A new optional section is added to the router config, gated by the appproxy feature:

appproxy:
  enabled: true
  coordinator_url: "http://coordinator:10200"
  api_secret: "${APPPROXY_API_SECRET}"     # X-BackendAI-Token
  jwt_secret: "${APPPROXY_JWT_SECRET}"      # HS256 circuit/bearer verification
  redis_url: "redis://valkey:6379/4"        # event bus DB (stream role)
  authority: "continuum-router-1"
  hostname: "router.example.com"
  frontend_mode: "wildcard"
  wildcard_domain: ".models.example.com"
  aggregation_hosts: []                      # extra Hosts that skip subdomain scoping
  wildcard_traffic_port: 443
  tls_advertised: true
  heartbeat_period: "10s"
  reconcile_interval: "15s"
  events_enabled: true                       # Redis Pub/Sub overlay on/off

Secrets support ${ENV_VAR} interpolation, consistent with backends[].api_key.

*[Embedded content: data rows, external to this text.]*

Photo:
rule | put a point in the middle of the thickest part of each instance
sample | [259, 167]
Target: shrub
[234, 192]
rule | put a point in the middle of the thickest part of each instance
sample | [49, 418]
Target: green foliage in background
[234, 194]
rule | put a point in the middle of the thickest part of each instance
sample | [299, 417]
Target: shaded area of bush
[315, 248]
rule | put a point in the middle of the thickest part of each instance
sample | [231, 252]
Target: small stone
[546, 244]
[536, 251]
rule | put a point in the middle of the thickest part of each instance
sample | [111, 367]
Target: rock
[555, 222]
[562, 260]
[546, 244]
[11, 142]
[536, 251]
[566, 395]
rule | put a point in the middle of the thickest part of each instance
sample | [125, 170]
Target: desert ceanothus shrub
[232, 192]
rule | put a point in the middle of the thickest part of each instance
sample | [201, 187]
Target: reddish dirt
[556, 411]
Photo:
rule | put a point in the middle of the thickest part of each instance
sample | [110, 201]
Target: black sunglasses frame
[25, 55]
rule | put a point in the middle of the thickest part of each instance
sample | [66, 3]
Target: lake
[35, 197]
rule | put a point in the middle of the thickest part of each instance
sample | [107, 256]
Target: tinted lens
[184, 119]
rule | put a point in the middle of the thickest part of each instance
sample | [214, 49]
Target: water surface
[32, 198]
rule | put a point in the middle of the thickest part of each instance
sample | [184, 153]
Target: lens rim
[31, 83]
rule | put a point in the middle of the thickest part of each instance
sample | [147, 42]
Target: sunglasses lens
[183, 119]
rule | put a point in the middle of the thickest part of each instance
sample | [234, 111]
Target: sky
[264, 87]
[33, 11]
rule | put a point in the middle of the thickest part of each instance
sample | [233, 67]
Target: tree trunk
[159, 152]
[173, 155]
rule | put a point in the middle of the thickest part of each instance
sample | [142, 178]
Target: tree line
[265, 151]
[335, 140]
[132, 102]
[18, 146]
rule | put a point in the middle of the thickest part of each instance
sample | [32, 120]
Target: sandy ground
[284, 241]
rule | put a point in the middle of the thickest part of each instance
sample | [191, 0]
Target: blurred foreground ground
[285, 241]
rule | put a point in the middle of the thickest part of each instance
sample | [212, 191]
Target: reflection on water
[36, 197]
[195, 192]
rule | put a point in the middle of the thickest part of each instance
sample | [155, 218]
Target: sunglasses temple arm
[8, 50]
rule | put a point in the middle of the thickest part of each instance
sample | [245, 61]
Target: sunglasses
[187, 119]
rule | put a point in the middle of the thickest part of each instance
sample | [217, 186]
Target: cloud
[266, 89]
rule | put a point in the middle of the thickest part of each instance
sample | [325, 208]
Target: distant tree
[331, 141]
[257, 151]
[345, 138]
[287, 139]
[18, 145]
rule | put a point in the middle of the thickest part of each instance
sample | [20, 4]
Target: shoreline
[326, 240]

aggregation_hosts is optional and empty by default. The bare wildcard apex (wildcard_domain without its leading dot, e.g. models.example.com) is always an aggregation surface implicitly; list any additional vanity or aggregation hostnames here. A request whose Host matches one of these (or the apex) skips per-circuit subdomain scoping and uses normal model-name routing across all circuits (§5.4).

8. Module layout

src/appproxy/                 # feature = "appproxy"
├── mod.rs                    # run_worker(cfg, state, shutdown_rx) entry; re-exports
├── config.rs                 # AppProxyWorkerConfig (also re-exported via core::config)
├── types.rs                  # SerializableCircuit, RouteInfo, enums (serde, dual aliases)
├── client.rs                 # coordinator REST client (X-BackendAI-Token)
├── worker.rs                 # lifecycle: register → pull → heartbeat → reconcile; circuit registry
├── reconcile.rs              # circuit set → Vec<BackendConfig> → config_sender (under the lock)
├── events.rs                 # Redis Pub/Sub subscribe + ack; msgpack/base64/JSON envelope codec
├── ingress.rs                # Host subdomain → IngressTarget middleware; handler override helper
└── jwt.rs                    # HS256 verify for non-public circuits

Wiring points (all behind #[cfg(feature = "appproxy")]):

  • Cargo.toml: appproxy = ["dep:redis", "dep:deadpool-redis", "dep:jsonwebtoken"] (Streams not needed). Leave out of full so it stays opt-in.
  • src/lib.rs: pub mod appproxy;.
  • src/core/config/models/config.rs: pub appproxy: Option<AppProxyWorkerConfig>.
  • src/server/mod.rs::build_router: register the worker /status route and insert the ingress middleware just outside the rate-limit layer (so the resolved model is visible to the rate limiter).
  • src/server/serve.rs: after the hot-reload block, spawn appproxy::run_worker(cfg, state.clone(), shutdown_rx.clone()) when cfg.appproxy.enabled.

9. Security

  • Coordinator auth. All REST calls send X-BackendAI-Token: <api_secret>. Keep the secret in env/secret storage; never log it.
  • Data-plane auth. Non-public inference circuits require an Authorization: Bearer <jwt> whose decoded id equals the circuit id (HS256, jwt_secret). Public circuits (open_to_public == true) skip it. Use jsonwebtoken with Validation::new(Algorithm::HS256) — never the unverified payload decode that exists elsewhere in the tree.
  • Client IP allow-list. Honour allowed_client_ips (comma-separated CIDRs) when present on a circuit.
  • Shared secrets. api_secret and jwt_secret must be identical across the whole AppProxy cluster (coordinator + workers).

10. Limitations

  • Model-name source. The served model name is auto-discovered from each replica's /v1/models; the coordinator does not supply a model name (the integration is continuum-router-only, per decision 2).
  • PORT mode. Not supported. It would require dynamic per-port listeners; the router registers as a wildcard worker only.
  • Interactive apps. Not served. The router registers accepted_traffics = [inference] only, so interactive circuits stay on stock workers.
  • Health/load reporting. The AppProxy heartbeat is a bare keepalive; the router does not export per-circuit load or health metrics to the coordinator.